Der Vorderste von ihnen war ein junges Frauenzimmer in sehr geschmackvoller Kleidung. Sie ritt auf einem spanischen Zelter und lenkte ihn mit besonderer Anmuth und Geschicklichkeit. An der rechten Hand hatte sie einen Handschuh, wie die, welche bestimmt waren, den Falken zu tragen, und auf demselben saß ein Lerchenhabicht.
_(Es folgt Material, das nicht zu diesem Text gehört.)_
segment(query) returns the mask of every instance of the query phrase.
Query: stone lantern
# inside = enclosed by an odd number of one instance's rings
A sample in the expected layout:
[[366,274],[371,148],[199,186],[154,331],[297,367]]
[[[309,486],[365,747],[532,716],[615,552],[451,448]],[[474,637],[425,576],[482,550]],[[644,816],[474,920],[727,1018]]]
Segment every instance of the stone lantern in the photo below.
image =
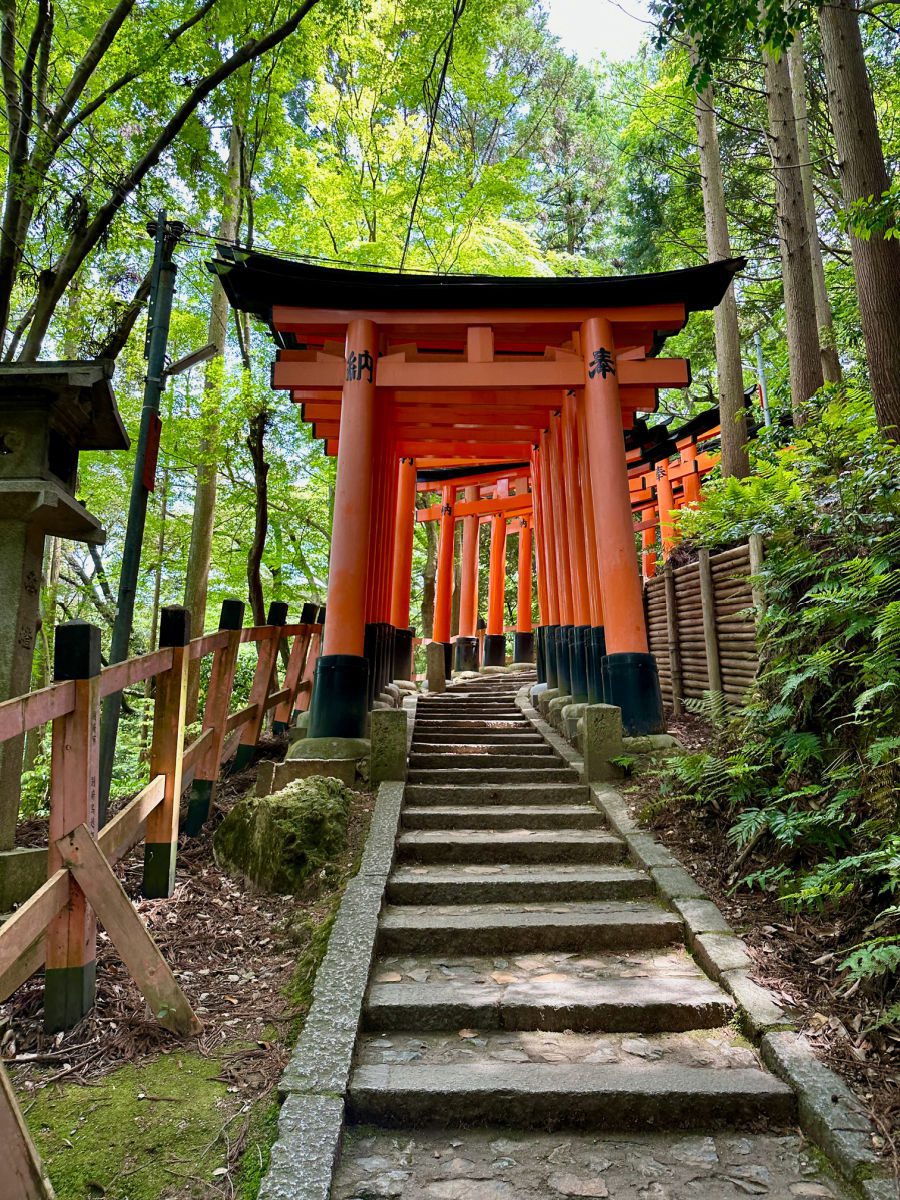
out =
[[[108,359],[0,366],[0,702],[31,688],[44,536],[106,540],[74,493],[80,450],[128,448],[113,366]],[[22,750],[22,738],[0,744],[0,912],[22,890],[18,864],[5,853],[16,838]]]

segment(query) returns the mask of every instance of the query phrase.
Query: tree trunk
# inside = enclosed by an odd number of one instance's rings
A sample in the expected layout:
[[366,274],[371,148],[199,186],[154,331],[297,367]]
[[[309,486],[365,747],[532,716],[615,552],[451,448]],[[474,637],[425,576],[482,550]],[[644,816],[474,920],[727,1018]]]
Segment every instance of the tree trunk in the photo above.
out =
[[253,540],[247,553],[247,594],[253,613],[253,624],[265,624],[265,598],[263,596],[263,552],[269,532],[269,463],[265,461],[265,430],[269,410],[262,408],[250,420],[247,449],[253,462],[253,490],[256,497]]
[[[848,0],[820,8],[828,110],[845,205],[888,188],[859,18]],[[900,430],[900,241],[874,233],[850,239],[875,415],[893,438]]]
[[800,156],[787,59],[782,55],[775,60],[770,54],[763,55],[763,59],[769,152],[775,175],[778,240],[785,283],[791,407],[794,422],[800,424],[805,402],[823,383],[809,248],[810,232],[806,227],[806,202],[799,172]]
[[[728,217],[725,209],[725,185],[713,98],[713,89],[707,88],[697,96],[695,107],[707,253],[710,263],[720,258],[731,258],[731,238],[728,236]],[[728,284],[728,290],[715,310],[715,367],[719,376],[722,474],[743,479],[750,474],[750,458],[746,450],[746,408],[744,407],[744,371],[740,365],[740,328],[733,283]]]
[[[250,74],[248,74],[250,77]],[[235,101],[234,120],[228,139],[228,167],[226,169],[222,193],[222,218],[218,224],[218,236],[222,241],[234,241],[238,234],[238,214],[240,210],[241,155],[244,150],[244,122],[246,121],[246,101]],[[200,401],[200,424],[203,436],[199,445],[199,464],[197,467],[197,490],[193,500],[193,521],[191,524],[191,548],[187,554],[187,572],[185,576],[185,607],[191,611],[191,629],[194,636],[204,632],[206,624],[206,598],[209,594],[209,569],[212,559],[212,530],[216,516],[216,461],[218,458],[218,407],[221,403],[221,382],[228,330],[228,298],[218,280],[212,283],[212,302],[210,305],[208,344],[215,346],[217,356],[206,364],[203,380],[203,398]],[[187,722],[197,719],[197,703],[200,690],[199,660],[191,664],[187,676]]]
[[841,382],[841,364],[838,358],[838,344],[834,337],[834,317],[832,302],[824,281],[822,247],[818,241],[818,222],[816,218],[816,196],[812,190],[812,160],[809,148],[809,112],[806,108],[806,67],[803,61],[803,35],[798,34],[787,52],[787,66],[791,72],[791,92],[793,114],[797,122],[797,150],[800,156],[800,184],[806,205],[806,227],[810,232],[809,250],[812,265],[812,296],[816,304],[816,325],[818,328],[818,353],[822,359],[822,374],[828,383]]
[[438,572],[437,522],[425,522],[425,570],[422,571],[422,637],[434,628],[434,580]]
Eine Jagdmütze bedeckte ihren Kopf, und nach einer häufig vorkommenden Sitte dieser Zeit trug sie auf dem Gesicht eine Art von schwarzseidenem Visier, welches ihre Züge völlig verdeckte. Trotz dieser Verkleidung sprang Arthur Philipsons Herz hoch bei der Erscheinung der Fremden, denn er erkannte alsbald mit Sicherheit die unvergleichliche Gestalt des Schweizermädchens, mit welcher sich sein Geist so ängstlich beschäftigte. Ihre Begleiter waren ein Falkenier mit seinem Jagdspieß und eine weibliche Person, Beide augenscheinlich ihre Diener. Der ältere Philipson, welcher kein so treues Gedächtniß besaß, als sein Sohn bei dieser Gelegenheit an den Tag legte, sah in der schönen Fremden blos eine Frau oder Dirne von Rang, die sich mit der Falkenbeize belustigte, und fragte sie als Erwiderung einer kurzen Begrüßung blos mit angemessener Höflichkeit, wie sie die Umstände erheischten, ob sie den Morgen eine gute Jagd gehabt hätte.
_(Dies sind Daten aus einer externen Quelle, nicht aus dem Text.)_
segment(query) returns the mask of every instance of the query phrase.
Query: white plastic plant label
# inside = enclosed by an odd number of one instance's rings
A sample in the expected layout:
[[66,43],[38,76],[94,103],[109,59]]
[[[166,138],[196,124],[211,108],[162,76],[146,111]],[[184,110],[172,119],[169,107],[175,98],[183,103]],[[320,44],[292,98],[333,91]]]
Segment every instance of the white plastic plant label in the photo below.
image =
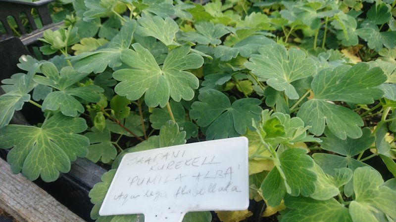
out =
[[179,222],[189,211],[249,204],[248,142],[238,137],[125,155],[99,211]]

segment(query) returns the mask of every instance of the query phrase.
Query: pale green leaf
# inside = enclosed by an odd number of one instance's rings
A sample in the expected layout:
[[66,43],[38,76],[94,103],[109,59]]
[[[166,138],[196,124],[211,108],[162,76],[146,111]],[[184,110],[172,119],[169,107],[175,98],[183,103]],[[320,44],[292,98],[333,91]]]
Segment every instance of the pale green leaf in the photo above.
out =
[[[383,186],[381,174],[370,167],[360,167],[353,173],[355,201],[372,214],[378,209],[392,218],[396,217],[396,191]],[[361,211],[359,211],[361,212]],[[351,214],[352,218],[357,216]]]
[[359,115],[352,110],[330,103],[328,100],[367,104],[382,98],[384,92],[377,87],[386,81],[387,76],[379,67],[369,69],[366,63],[350,67],[341,66],[322,70],[311,83],[314,99],[304,103],[297,116],[309,131],[319,136],[327,124],[337,137],[358,138],[362,135],[363,123]]
[[377,25],[381,25],[389,22],[392,18],[391,7],[385,3],[374,4],[367,11],[367,20]]
[[[198,135],[198,128],[197,125],[191,121],[186,119],[186,113],[184,108],[180,103],[177,103],[171,100],[169,103],[173,116],[179,125],[181,131],[186,132],[186,139],[188,140],[191,137],[197,137]],[[159,129],[171,120],[169,112],[167,109],[154,109],[152,114],[150,115],[150,122],[151,127],[155,129]]]
[[[34,85],[32,78],[40,68],[40,65],[34,64],[26,75],[21,75],[17,78],[10,79],[12,85],[7,93],[0,95],[0,128],[7,125],[15,111],[22,109],[25,102],[30,99],[28,94]],[[5,83],[4,82],[2,82]],[[6,81],[6,82],[7,82]]]
[[260,120],[261,108],[259,100],[241,99],[231,105],[229,99],[217,90],[210,89],[198,96],[190,111],[192,118],[197,119],[200,126],[208,126],[206,139],[235,137],[253,130],[251,119]]
[[214,57],[221,61],[229,61],[237,58],[238,54],[249,58],[253,53],[257,52],[257,49],[263,45],[275,44],[275,42],[263,36],[251,36],[235,43],[232,47],[219,45],[214,48],[213,52]]
[[179,26],[171,18],[164,19],[159,16],[143,13],[138,22],[142,26],[138,27],[136,30],[139,35],[152,36],[167,46],[177,44],[174,39],[176,33],[179,31]]
[[375,141],[375,137],[371,135],[371,130],[366,127],[362,130],[362,136],[357,139],[347,138],[340,140],[328,129],[325,130],[326,137],[320,139],[321,148],[326,150],[336,152],[348,157],[353,157],[370,148]]
[[106,163],[114,159],[117,156],[117,149],[111,143],[111,135],[108,129],[105,128],[101,132],[95,128],[92,129],[93,132],[84,135],[91,144],[87,158],[94,163],[100,160]]
[[150,107],[164,107],[169,97],[176,102],[183,98],[191,100],[194,89],[198,88],[198,79],[184,70],[198,69],[203,59],[195,54],[188,54],[190,47],[179,46],[169,52],[162,69],[150,52],[139,43],[133,45],[135,50],[126,49],[121,59],[133,69],[122,69],[113,74],[121,82],[115,92],[130,100],[137,100],[145,94],[145,102]]
[[103,73],[107,66],[111,68],[120,66],[122,63],[120,54],[123,49],[130,46],[137,24],[134,20],[126,23],[106,48],[70,57],[73,66],[81,73],[97,74]]
[[283,217],[282,222],[352,221],[348,208],[334,198],[317,200],[307,197],[287,196],[285,198],[285,205],[292,210]]
[[108,41],[104,38],[84,38],[80,40],[80,44],[76,44],[72,46],[71,49],[75,51],[74,55],[77,55],[84,52],[95,51],[107,42]]
[[315,191],[317,176],[313,171],[313,160],[306,153],[306,149],[292,148],[281,153],[280,166],[274,167],[261,185],[263,196],[270,206],[279,205],[287,192],[295,196],[308,196]]
[[197,32],[182,33],[184,37],[179,39],[204,45],[218,45],[221,43],[219,38],[230,33],[224,25],[220,24],[215,25],[211,22],[204,22],[197,23],[195,26]]
[[57,113],[41,128],[9,125],[0,129],[0,147],[13,148],[7,158],[13,173],[22,171],[30,180],[41,176],[44,181],[53,181],[59,171],[70,170],[70,161],[87,155],[89,141],[77,134],[86,129],[84,119]]
[[282,45],[269,45],[258,49],[259,55],[250,56],[246,68],[278,91],[285,91],[291,99],[299,97],[290,83],[294,81],[313,75],[316,73],[314,61],[306,58],[303,51],[292,48],[288,51]]

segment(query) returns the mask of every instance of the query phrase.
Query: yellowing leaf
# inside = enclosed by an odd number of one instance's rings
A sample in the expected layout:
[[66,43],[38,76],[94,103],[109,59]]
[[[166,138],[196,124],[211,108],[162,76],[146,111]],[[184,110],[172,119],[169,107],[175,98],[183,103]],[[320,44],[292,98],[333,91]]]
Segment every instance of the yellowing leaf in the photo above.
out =
[[248,210],[234,211],[215,211],[223,222],[238,222],[253,215]]

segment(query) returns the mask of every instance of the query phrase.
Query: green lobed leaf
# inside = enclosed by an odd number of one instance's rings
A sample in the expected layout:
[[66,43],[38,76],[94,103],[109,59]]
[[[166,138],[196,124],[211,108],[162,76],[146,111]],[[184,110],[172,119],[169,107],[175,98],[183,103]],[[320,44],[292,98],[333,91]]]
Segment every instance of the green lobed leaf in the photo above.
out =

»Mittelmäßig, guter Freund,« gab die Dame zur Antwort. »Ich darf meinen Habicht nicht zu nahe an dem breiten Fluß steigen lassen, sonst fliegt er mir auf die andere Seite, und so könnte ich meinen Gefährten verlieren. Aber ich hoffe eine bessere Jagd zu bekommen, wenn ich auf die andere Seite der Fähre hinüberkomme, der wir uns eben nähern.«
»Dann will die gnädige Frau,« sagte Bartholomä, »in Hans-Kapelle Messe hören und um Glück bitten?«
»Ich wäre eine Heidin, wenn ich ohne dieses an dem heiligen Ort vorüberginge,« versetzte die Dame.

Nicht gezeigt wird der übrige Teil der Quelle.